After the death of their captain and suffering a lack of water supplies, the defenders of Klis surrendered to the Ottomans in exchange for their freedom. On 12 March 1537, the city and the fortress were released to Ottoman control. Many of the citizens left the town while the Uskoci went to the city of Senj, where they continued their activity. The loss of Klis meant the loss of the whole of Southern Croatia for a long time to the Kingdom of Croatia (Habsburg).

==Family==
Kružić had two sisters, Jelena and Katarina, and a brother, Franjo.

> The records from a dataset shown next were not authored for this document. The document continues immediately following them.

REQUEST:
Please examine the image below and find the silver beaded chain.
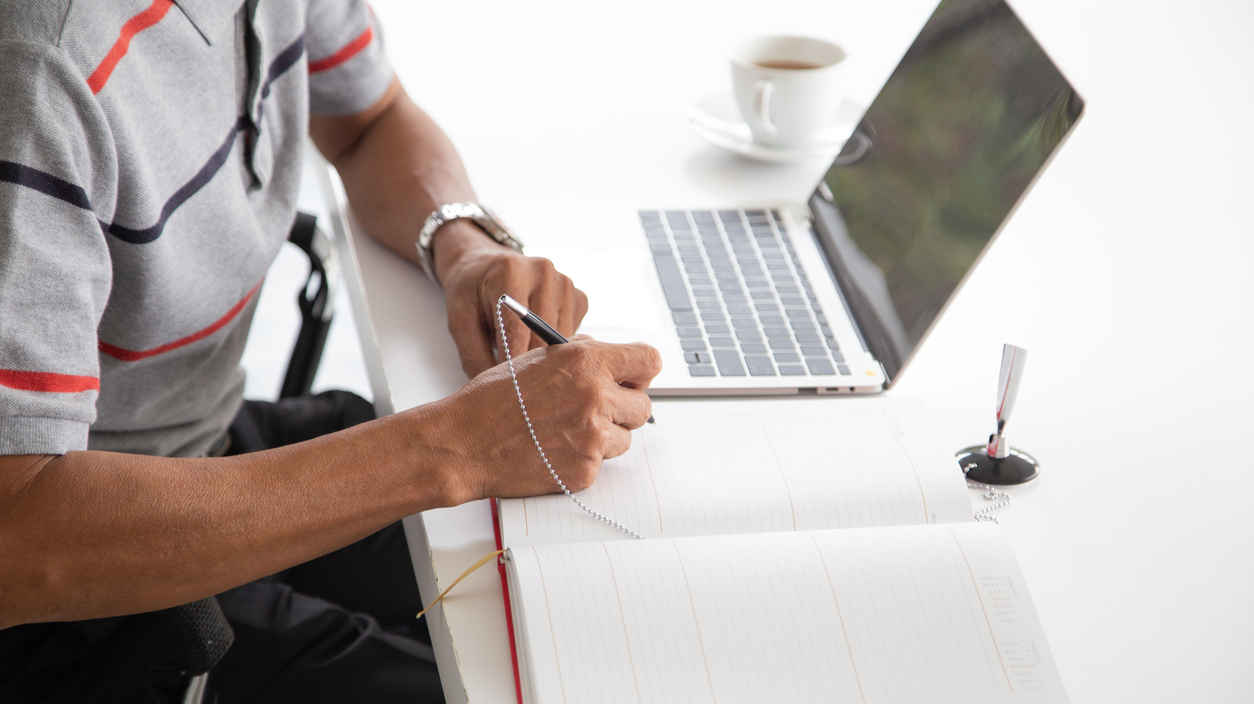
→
[497,300,645,540]
[967,471,1014,523]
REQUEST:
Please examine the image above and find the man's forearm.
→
[310,76,497,274]
[0,409,473,627]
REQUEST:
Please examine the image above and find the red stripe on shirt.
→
[99,282,261,361]
[0,369,100,394]
[87,0,174,95]
[310,25,375,73]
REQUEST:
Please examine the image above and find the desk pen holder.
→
[957,345,1041,486]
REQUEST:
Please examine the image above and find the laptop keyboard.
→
[640,210,849,376]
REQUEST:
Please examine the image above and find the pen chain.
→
[497,300,645,540]
[967,471,1014,523]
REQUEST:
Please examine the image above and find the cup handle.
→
[754,80,779,134]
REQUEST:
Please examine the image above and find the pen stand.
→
[958,445,1041,486]
[958,345,1041,486]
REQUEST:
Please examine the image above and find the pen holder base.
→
[957,445,1041,486]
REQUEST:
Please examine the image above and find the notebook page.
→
[500,402,971,546]
[509,523,1067,704]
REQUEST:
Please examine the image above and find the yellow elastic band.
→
[414,550,505,619]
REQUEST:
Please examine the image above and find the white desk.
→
[331,0,1254,703]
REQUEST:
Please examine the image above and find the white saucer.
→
[683,90,865,162]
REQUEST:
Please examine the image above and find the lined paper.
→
[500,402,971,547]
[508,523,1067,704]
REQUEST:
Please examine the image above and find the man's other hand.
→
[434,220,589,379]
[426,335,662,503]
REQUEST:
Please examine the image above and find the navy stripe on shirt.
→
[0,161,92,211]
[0,35,305,245]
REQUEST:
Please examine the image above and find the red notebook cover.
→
[489,498,523,704]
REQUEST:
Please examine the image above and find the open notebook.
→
[484,402,1067,704]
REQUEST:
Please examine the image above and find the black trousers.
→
[0,392,444,704]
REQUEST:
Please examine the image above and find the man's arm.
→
[0,339,661,629]
[310,79,588,376]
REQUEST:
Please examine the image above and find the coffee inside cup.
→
[754,59,826,70]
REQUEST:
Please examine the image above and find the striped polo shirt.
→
[0,0,393,457]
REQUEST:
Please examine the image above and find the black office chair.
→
[162,212,340,704]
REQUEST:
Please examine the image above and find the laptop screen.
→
[810,0,1083,383]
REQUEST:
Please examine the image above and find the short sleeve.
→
[305,0,393,115]
[0,40,117,454]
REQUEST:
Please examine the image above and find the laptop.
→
[505,0,1083,395]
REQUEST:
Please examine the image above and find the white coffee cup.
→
[731,36,845,147]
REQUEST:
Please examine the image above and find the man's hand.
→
[415,335,662,503]
[433,220,589,379]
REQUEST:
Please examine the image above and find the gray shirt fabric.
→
[0,0,391,457]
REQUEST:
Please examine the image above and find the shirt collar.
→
[174,0,245,44]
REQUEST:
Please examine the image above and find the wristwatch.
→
[418,203,523,286]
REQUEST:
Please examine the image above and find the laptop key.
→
[671,311,705,325]
[805,359,836,376]
[653,255,692,310]
[666,211,690,230]
[745,354,775,376]
[714,350,745,376]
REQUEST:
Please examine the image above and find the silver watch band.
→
[416,202,523,286]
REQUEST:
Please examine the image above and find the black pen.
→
[500,294,653,423]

He was married to Jerolima (nee. Vragović), and had two sons, Franjo (deceased) and illegitimate Ivan (nee. Vidašić), while there's no source for Jakov. Toma Kružić, in the service of Croatian ban Ivan Karlović, was possibly Kružić's relative.

==Legacy==
Kružić is known for constructing the chapel of Saint Nicholas and 118 steps leading from Rijeka to Trsat in 1531, known since 1931 colloquially as the Petar Kružić staircase, along with the chapel of Saint Peter near the church of Gospa Trsatska. He is considered to have formulated the basic principle of the Uskok strategy. In his memory are named schools, streets, and squares in Croatia.